In this case, because the end of the period was 25 April 2013 which is ANZAC Day the Member held that it was proper to exclude the public holiday from the calculation of the end of the period for the purposes of s 7(3) of the Implied Terms so that the period ended at midnight on 26 April 2013. Given that no payment or rejection had been made by then, the member concluded that a payment dispute arose immediately after the whole of 26 April 2013 came to an end; namely, at 00:00 hours on 27 April 2013.
On that basis she found that the 28 day period under s 26(1) of the Act expired at 23:59 on 24 May 2013 and thus the adjudication application had been served within time.
CONSEQUENCES OF THE DECISION
This decision has consequences for drafting and managing construction contracts in Western Australia.

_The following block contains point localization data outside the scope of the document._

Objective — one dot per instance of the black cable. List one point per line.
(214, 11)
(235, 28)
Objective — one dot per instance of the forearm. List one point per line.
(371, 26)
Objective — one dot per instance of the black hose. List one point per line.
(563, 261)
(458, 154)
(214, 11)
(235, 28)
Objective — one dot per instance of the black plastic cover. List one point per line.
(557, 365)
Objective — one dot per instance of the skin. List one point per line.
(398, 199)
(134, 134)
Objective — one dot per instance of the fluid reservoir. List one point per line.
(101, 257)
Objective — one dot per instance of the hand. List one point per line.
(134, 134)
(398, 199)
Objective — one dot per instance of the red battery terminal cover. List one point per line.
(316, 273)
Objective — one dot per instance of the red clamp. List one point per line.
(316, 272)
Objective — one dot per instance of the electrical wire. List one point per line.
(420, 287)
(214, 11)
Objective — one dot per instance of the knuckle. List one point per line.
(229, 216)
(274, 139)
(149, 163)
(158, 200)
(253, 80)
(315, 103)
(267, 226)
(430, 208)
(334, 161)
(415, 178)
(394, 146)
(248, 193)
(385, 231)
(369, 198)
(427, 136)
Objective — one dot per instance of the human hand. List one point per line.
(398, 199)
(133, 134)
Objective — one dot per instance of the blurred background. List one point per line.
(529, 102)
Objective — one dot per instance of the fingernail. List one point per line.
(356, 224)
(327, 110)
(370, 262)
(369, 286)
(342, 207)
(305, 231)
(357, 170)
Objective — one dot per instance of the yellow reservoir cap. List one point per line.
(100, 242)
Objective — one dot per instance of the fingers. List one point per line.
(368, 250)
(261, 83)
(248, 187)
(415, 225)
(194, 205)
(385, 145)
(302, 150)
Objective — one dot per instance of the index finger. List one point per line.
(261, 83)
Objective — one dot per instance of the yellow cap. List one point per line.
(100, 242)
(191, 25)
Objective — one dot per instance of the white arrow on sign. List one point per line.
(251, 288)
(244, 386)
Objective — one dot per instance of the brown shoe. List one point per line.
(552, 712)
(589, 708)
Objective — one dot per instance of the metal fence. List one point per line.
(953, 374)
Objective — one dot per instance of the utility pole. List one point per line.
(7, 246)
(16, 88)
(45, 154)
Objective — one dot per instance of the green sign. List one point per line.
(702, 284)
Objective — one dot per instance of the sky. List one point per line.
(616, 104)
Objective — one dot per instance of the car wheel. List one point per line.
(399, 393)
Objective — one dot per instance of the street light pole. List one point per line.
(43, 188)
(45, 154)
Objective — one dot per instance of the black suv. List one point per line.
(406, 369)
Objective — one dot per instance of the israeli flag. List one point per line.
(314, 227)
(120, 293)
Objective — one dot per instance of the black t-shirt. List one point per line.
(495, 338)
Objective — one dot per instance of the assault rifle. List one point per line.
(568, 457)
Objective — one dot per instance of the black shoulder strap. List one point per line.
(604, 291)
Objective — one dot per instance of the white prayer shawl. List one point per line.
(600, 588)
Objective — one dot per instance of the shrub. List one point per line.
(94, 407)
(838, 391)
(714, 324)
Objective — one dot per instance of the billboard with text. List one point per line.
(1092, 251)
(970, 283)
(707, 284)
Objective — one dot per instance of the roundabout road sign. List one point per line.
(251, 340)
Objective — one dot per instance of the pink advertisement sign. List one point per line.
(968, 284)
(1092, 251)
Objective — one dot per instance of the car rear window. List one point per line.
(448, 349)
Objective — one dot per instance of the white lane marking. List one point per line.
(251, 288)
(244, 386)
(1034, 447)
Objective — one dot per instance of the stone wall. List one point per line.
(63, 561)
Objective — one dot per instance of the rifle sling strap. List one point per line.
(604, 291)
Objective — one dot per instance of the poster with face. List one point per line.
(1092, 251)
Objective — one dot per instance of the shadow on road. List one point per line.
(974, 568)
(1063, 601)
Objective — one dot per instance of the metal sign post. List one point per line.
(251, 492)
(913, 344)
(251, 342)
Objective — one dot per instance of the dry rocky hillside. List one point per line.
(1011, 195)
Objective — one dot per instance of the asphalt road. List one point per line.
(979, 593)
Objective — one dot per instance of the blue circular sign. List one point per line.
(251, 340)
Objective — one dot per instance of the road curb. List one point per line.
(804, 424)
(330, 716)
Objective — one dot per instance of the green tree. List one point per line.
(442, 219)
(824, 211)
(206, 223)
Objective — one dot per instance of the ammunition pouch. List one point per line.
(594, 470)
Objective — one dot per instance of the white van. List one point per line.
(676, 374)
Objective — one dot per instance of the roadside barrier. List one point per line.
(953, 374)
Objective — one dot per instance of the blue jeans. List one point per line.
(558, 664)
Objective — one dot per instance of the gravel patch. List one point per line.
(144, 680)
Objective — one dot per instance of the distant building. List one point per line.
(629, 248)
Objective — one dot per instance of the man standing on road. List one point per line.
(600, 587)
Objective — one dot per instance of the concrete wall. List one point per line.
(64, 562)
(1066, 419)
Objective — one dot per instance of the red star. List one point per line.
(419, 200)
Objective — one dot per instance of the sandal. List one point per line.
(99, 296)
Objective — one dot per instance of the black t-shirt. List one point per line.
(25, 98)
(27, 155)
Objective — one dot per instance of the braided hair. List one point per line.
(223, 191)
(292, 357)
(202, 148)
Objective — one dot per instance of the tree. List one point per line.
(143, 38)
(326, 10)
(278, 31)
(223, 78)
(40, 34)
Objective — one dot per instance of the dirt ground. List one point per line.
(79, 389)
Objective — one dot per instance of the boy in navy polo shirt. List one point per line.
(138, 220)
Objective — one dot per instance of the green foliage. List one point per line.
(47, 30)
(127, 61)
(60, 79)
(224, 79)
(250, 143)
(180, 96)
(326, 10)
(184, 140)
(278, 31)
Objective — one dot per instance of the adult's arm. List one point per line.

When drafting contracts parties would be well advised to ensure that the mechanics for notices in relation to the submission and assessment of payment claims are drafted so that it is clear (and convenient, that is not midnight) when a dispute arises for the purposes of s 6(a) of the Act. If the mechanics are not unclear the timing of any rejection or dispute might fall to be determined by reference to the Electronic Transactions Act 2011 (WA).
Similarly, parties to construction contracts should take care to avoid starting time running under s 26(1) of the Act by making definite statements about payment claims that are under assessment in meetings or informal correspondence.
1(1988) 24 FCR 512.
2 WASAT 133, .
3(1961) 111 CLR 264, 277-80.
The content of this article is intended to provide a general guide to the subject matter. Specialist advice should be sought about your specific circumstances.